What I did in the 4th week of September 2020.


After a hiatus as we planned and discussed, this week I was back to writing some code. The social and team based parts are important, and enjoyable. However it’s a nice change of pace to slip back into working on a problem until your tests go from red to green. Give me a few more weeks I’m sure I’ll be complaining I miss the planning heavy days!

GOV.UK also announced to the public what our team has been working on. We’ve built a prototype using OpenID Connect and Oauth2. Government has also begun to talk more broadly about where this sort of work might go. It’s exciting stuff to be working on.

I should look again at the tools I’m using daily. I feel like I had quite a good setup when I was working in Javascript (VS Code, a few carefully chosen plugins, tmux). However since being back in Ruby, I’ve not made the time to tune up my working environment to get that same feeling of efficiency. I should ask some colleagues what their setups look like right now, and poke around the internet for some better ideas.


More decorating, endless decorating, slow progress.

A bit of walking. It turns out the hills round here are very pretty. There’s also a hidden web way of great footpaths and cycle routes that weave their way between the estates of the town. They’re well designed, many dip below roads to stay away from traffic. We walked for nearly three hours, out of the residential tangle to the edge of the countryside, up a hill and back. All the paths were set away from roads, we crossed a few on the edge of town and barely saw a car the rest of the time.
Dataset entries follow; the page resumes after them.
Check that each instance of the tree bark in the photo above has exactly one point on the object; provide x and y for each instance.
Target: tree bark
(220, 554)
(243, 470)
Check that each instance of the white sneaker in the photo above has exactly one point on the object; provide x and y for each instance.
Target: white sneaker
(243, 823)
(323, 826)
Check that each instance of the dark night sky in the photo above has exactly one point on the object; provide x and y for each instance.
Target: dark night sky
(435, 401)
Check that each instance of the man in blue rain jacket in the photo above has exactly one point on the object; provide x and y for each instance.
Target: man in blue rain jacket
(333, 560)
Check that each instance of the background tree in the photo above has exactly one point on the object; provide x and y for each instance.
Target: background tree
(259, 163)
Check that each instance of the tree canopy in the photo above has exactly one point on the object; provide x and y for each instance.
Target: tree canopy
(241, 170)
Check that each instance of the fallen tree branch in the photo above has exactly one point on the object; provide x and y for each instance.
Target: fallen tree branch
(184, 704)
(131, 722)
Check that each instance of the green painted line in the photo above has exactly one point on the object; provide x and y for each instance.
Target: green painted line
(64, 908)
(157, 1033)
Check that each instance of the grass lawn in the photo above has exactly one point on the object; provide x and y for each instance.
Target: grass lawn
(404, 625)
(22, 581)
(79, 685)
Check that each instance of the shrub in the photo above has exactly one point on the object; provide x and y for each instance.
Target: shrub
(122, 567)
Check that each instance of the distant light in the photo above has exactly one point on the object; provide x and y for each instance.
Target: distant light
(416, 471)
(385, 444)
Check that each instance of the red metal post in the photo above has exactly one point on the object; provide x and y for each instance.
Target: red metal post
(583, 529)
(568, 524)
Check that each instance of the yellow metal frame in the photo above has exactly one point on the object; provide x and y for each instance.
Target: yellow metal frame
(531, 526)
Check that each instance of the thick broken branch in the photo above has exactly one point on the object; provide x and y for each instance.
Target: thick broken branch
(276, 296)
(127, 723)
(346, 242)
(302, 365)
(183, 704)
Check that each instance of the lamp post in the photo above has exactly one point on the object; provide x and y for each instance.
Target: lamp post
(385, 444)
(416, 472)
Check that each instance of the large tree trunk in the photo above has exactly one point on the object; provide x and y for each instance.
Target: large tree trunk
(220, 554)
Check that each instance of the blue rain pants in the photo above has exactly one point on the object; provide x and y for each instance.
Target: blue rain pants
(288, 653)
It’s good design, and I’ll enjoy finding where all these other paths go.

Also thinking a bit about nature documentaries. They seem enormously popular, yet I can’t find any good books on their theory, history or practice. I can get all of that on obscure art house films, or marvel blockbusters, so where are the popular histories of BBC Bristol?


…not a lot of reading this week.


Not really an articles but I also watched Wildscreen Festival 2016: Attenborough and Packham.

Listened to

Caught up on podcasts instead.

Absolute standout: #166 Country of Liars from Gimlet’s Reply All. Immaculately produced. Feels like the kind of landmark journalism about the internet that drew me to this show, and it’s predecessor TL;DR.

There’s so much mystery around QAnon, I think that must be half the allure. Such a credible journalism drags these semi-mythic figures back to earth and into the lives of fallible individuals using them for their own ends. It’s gripping stuff.